STS-31 Fact Sheet
Written and Edited by Cliff Lethbridge
STS-31 -- Discovery
35th Space Shuttle Mission
10th Flight of Discovery
Loren J. Shriver, Commander
Charles F. Bolden, Jr., Pilot
Steven A. Hawley, Mission Specialist
Bruce McCandless II, Mission Specialist
Kathryn D. Sullivan, Mission Specialist
Tow to Orbiter Processing Facility - December 5, 1989
Rollover to Vehicle Assembly Building - March 5, 1990
Rollout to Launch Pad 39B - March 15, 1990
April 24, 1990 - 8:33:51 a.m. EDT. Launch had been scheduled for April 18, 1990 then moved to April 12, 1990 and finally April 10, 1990. The Flight Readiness Review (FRR) held before each Shuttle launch resulted in the rare selection of a launch date earlier than originally targeted.
However, a launch attempt on April 10, 1990 was scrubbed at T-4 minutes due to a faulty valve in Auxiliary Power Unit (APU) Number One. The faulty APU was replaced and payload batteries were recharged for flight.
April 24 countdown was held momentarily at T-31 seconds when computer software failed to shut down a fuel valve line on ground support equipment.
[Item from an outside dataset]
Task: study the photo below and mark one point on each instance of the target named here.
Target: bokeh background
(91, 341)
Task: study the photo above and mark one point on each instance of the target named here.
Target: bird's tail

The valve was shut by manual command and the countdown was resumed.
April 29, 1990 - 6:49:57 a.m. PDT at Runway 22, Edwards Air Force Base, California. Rollout distance was 8,889 feet. Rollout time was 61 seconds. Mission duration was 5 days, 1 hour, 16 minutes, 6 seconds. Landing occurred during the 80th orbit. This was the first use of a new carbon braking system on the Shuttle.
The primary payload, the Hubble Space Telescope (HST) was deployed to a 380-statute-mile orbit. Secondary payloads included the IMAX Cargo Bay Camera (ICBC) to document activities outside the crew cabin and hand-held IMAX camera for use inside the crew cabin.
The Ascent Particle Monitor (APM) detected particulate matter in the cargo bay. Also flown were Protein Crystal Growth (PCG) experiments, Radiation Monitoring Equipment III (RME III), Investigations into Polymer Membrane Processing (IPMP), SSIP experiments to study the effects of microgravity on electric arcs and Air Force Maui Optical Site (AMOS) experiment.